Seen here in 1994 in a Paris railway station on her way to explore her roots in Brittany, Helen Douarin Kier died at home in San Rafael on Jan. 21, 2020 surrounded by her adoring family.
She was 83.
Helen was a “water baby” who helped children, elders and people with disabilities learn to swim in the Sacramento Junior College pool beginning when she was 13.
She lifeguarded at summer camps and Sacramento public pools through her teens – and even after she started her family.
Helen wanted to be a schoolteacher like her older sister, Barbara. She attended McClatchy High School, Sacramento Junior College and Sacramento State College where she majored in education and minored in the arts.
She continued painting, making pottery and tile mosaics, weaving and knitting throughout her life.
She was an especially amazing knitter, creating sweaters of her own design for her kids, ponchos for her girlfriends and knit-clad teddy bears for every newborn arrival in her ever-expanding circle of family and friends.
Helen taught in schools throughout Sacramento, but her favorite assignment was that of science-room teacher at Riverside Elementary School, near her Old Land Park home, where she loved to share her understanding of how things work in nature and her passion for protecting all things natural.
In the early 1980s Helen and her husband Bill bought Strawberry Lodge in the Sierras high above Placerville and for the next three years, with the help of their kids, they brought the historic property back to life and made it a popular inn once more.
The Kiers moved to Marin County in 1986 so that Bill could help develop an environmental non-profit organization concerned with the protection of San Francisco Bay and its estuary.
Helen went to work with the Pacific Coast Federation of Fishermen’s Associations, the West Coast’s largest advocacy group for commercial salmon and crab fishing families. ‘
Helen was PCFFA’s office “girl Friday” for 14 years where the ranks of her admirers spread from southern California to Alaska.
In 2006 Helen and Bill moved to Blue Lake, just inland from Humboldt Bay, the village where her father grew up and where Helen spent her little-girl summers with her grandmother, Sula Douarin McCahan – her beloved “Meeme.”
By this time Helen was ‘Meeme’ to five beautiful grandkids of her own, Thaddeus, Will, Emilie, Zeke and Kierie.
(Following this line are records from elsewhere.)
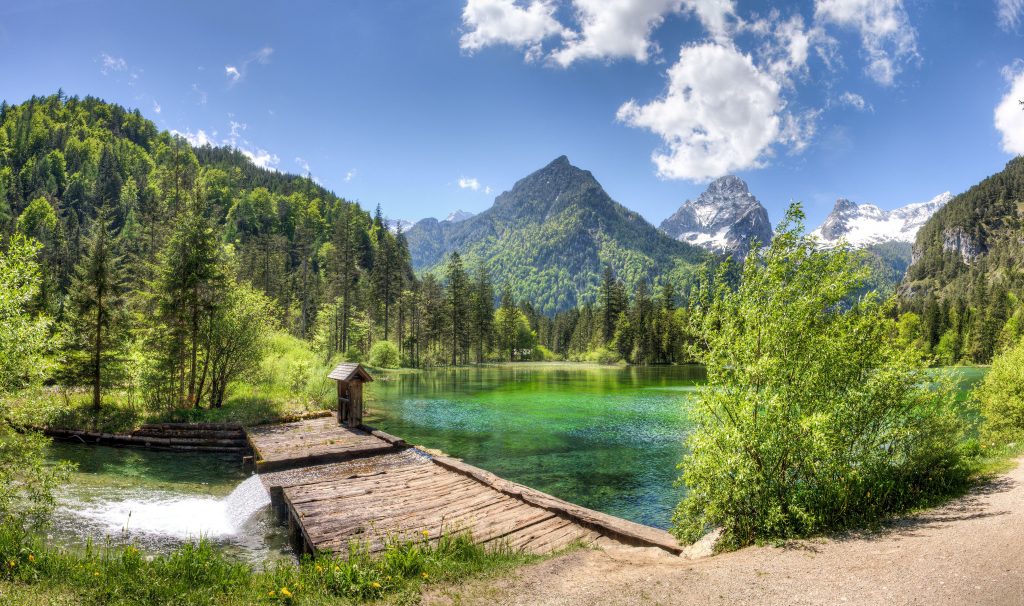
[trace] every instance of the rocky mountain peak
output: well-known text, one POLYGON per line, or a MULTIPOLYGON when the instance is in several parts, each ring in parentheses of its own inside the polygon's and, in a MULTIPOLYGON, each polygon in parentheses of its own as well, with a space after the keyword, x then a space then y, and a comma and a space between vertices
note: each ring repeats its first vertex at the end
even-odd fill
POLYGON ((917 230, 952 198, 949 192, 944 192, 927 202, 907 204, 893 210, 840 198, 825 221, 811 234, 825 247, 835 246, 841 238, 855 248, 883 242, 913 242, 917 230))
POLYGON ((746 256, 754 239, 767 244, 772 238, 768 211, 733 175, 712 181, 662 221, 660 229, 682 242, 739 257, 746 256))
POLYGON ((847 198, 839 198, 832 207, 833 213, 848 213, 857 210, 857 203, 847 198))
POLYGON ((465 221, 466 219, 469 219, 472 216, 474 216, 474 213, 471 213, 468 210, 462 210, 460 208, 458 210, 453 210, 452 212, 448 213, 448 216, 445 217, 444 220, 448 221, 449 223, 458 223, 459 221, 465 221))

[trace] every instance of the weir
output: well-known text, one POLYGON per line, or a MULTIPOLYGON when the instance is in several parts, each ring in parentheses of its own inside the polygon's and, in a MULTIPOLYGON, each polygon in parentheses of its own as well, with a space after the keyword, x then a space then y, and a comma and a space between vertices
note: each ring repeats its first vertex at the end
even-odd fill
POLYGON ((530 553, 572 543, 683 549, 669 533, 563 501, 457 459, 433 456, 362 424, 358 364, 342 364, 338 419, 249 428, 255 466, 275 511, 304 553, 371 552, 389 540, 473 540, 530 553))

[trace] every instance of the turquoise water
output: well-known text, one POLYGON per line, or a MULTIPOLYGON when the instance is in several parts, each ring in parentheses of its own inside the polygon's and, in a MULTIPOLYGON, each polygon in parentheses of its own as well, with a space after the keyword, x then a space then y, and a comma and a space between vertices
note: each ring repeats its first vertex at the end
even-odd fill
POLYGON ((626 519, 667 527, 704 379, 697 366, 524 364, 383 373, 369 422, 504 478, 626 519))
MULTIPOLYGON (((963 393, 986 369, 952 369, 963 393)), ((368 422, 504 478, 667 528, 699 366, 523 364, 380 373, 368 422)))

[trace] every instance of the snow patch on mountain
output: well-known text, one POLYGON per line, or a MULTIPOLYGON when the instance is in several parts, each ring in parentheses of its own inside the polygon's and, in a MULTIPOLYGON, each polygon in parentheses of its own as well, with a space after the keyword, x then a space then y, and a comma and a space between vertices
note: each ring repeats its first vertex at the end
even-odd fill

In addition to her grandchildren, Helen leaves behind her husband Bill, children Rob, Kathryn and Mary Claire and their spouses Sandi, Didier and Michael.
Helen would want a shout-out to the wonderful staff at Skyview Day Club where she went most weekdays for exercise, good company, singing, art and fun, as well as to the gentle home-visiting staff of Hospice by the Bay who made her last days comfortable.
The answer to why everyone loved Helen is simple - Helen loved everyone first.